If childcare was Blair’s ‘new frontier’ of the welfare state, could social care be Brown’s vision of a new welfare state? The introduction of individual budgets for social care announced on Monday is an attempt to both renew the vision and reaffirm commitment to reform in public services.

Health Secretary Alan Johnson called the expansion of individual budgets in social care ‘potentially one of the most radical public service reforms for a generation’. Individual budgets allow a mix of cash with services – and social care with other services – widening the choice and control currently offered through direct payments (cash payments made to individuals who have been assessed as needing services, in lieu of social service provisions).

The policy has potential, but there risks attached. There are two major questions that need to be answered. What services should individual budgets be spent on? And who should get them?

To answer the first question, a lot rests on local authorities being ‘joined up’. The whole point of individual budgets is that they allow people to define for themselves what they need to live independently. In order to live independently people may need housing, employment advice, education or primary health care, as much as social care itself. This is why the single health and wellbeing service put forward in the concordat is the right ambition. Individual budgets are a big step in that direction, because the ‘demand’ for services comes from one person, who rarely has a different ‘health’ or ‘social’ part to their needs.

Going further also means we have to break boundaries in the ‘supply’ of health, care and other services. That means a better linking-up of local budgets and accountability, as well as joining up assessments of needs and service performance.

Much also depends on practitioners being clued up. Adult social care workers in all sectors will need to be supported to play a different role from providing care, to becoming of ‘brokers’ and ‘advocates’ to help users choose their own care. Professional anxiety about the risks of reform is understandable, and it needs to be managed through development and support for the workforce. Carers too are absolutely crucial to making user choice and empowerment a reality. The strategy of support for carers, currently under review, should therefore be integral to this strategy for users.

The quality of services bought with individual budgets remains important. Choice can certainly drive quality, but a range of high quality services is required for meaningful choices. And user choice can only drive improvement where there is good user-led information, advice and scrutiny on service quality.

The second major question is about who gets individual budgets. Extending individual budgets to those who ‘lack capacity’ is an important stride in widening the pool of beneficiaries. But it is the funding model for social care that remains the major obstacle to extending choice and independent living to older and disabled people. Most people won’t qualify for individual budgets not because of the degree of their capacity to make choices, but because if they have assets of £22,000 and over they won’t qualify for state support at all.

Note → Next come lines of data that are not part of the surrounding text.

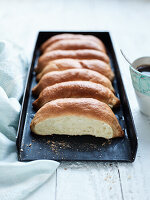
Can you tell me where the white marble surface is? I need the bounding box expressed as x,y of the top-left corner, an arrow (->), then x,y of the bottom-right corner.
0,0 -> 150,200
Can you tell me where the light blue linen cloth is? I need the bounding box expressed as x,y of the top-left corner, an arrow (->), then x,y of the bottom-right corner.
0,41 -> 59,200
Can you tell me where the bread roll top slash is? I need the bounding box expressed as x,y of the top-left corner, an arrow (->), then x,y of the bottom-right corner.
32,69 -> 114,95
33,81 -> 120,110
35,49 -> 109,73
30,98 -> 124,139
36,58 -> 114,81
41,34 -> 106,52
44,39 -> 103,53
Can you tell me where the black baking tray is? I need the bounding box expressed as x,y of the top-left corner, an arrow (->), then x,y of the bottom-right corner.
17,32 -> 137,162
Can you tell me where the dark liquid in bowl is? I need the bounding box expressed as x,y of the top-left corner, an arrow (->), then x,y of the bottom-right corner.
136,65 -> 150,76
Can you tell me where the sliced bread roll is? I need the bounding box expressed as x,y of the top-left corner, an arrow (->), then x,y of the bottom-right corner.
36,58 -> 82,81
30,98 -> 124,139
33,81 -> 120,110
44,39 -> 103,53
32,69 -> 114,96
35,49 -> 109,73
41,34 -> 106,52
36,58 -> 114,81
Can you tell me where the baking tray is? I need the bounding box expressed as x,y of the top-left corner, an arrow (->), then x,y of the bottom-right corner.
17,32 -> 137,162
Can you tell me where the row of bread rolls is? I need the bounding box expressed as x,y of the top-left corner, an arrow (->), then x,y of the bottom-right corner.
30,34 -> 124,139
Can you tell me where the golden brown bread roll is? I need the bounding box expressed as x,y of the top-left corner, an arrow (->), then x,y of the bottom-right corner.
32,69 -> 114,95
37,58 -> 114,81
41,34 -> 106,52
35,49 -> 109,73
30,98 -> 124,139
33,81 -> 120,110
44,39 -> 103,53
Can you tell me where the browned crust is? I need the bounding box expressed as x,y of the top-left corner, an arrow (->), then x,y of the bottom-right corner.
32,69 -> 114,95
30,98 -> 124,138
35,49 -> 109,73
44,39 -> 105,53
37,58 -> 114,81
41,34 -> 106,52
33,81 -> 120,109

‘Investment and reform’ has been New Labour’s public service mantra. Brown appears to have taken on social care as the area for some of the most innovative reform. But social care is the public service yet to see the necessary investment. The radical potential of individual budgets will depend upon whether the forthcoming green paper includes some radical reforms to the funding of social care.

Brown’s vision of the user at the centre of public services needs to be matched by a fresh vision of the state. To be truly transformative, user choice will require state support, and bigger public budget for individual budgets.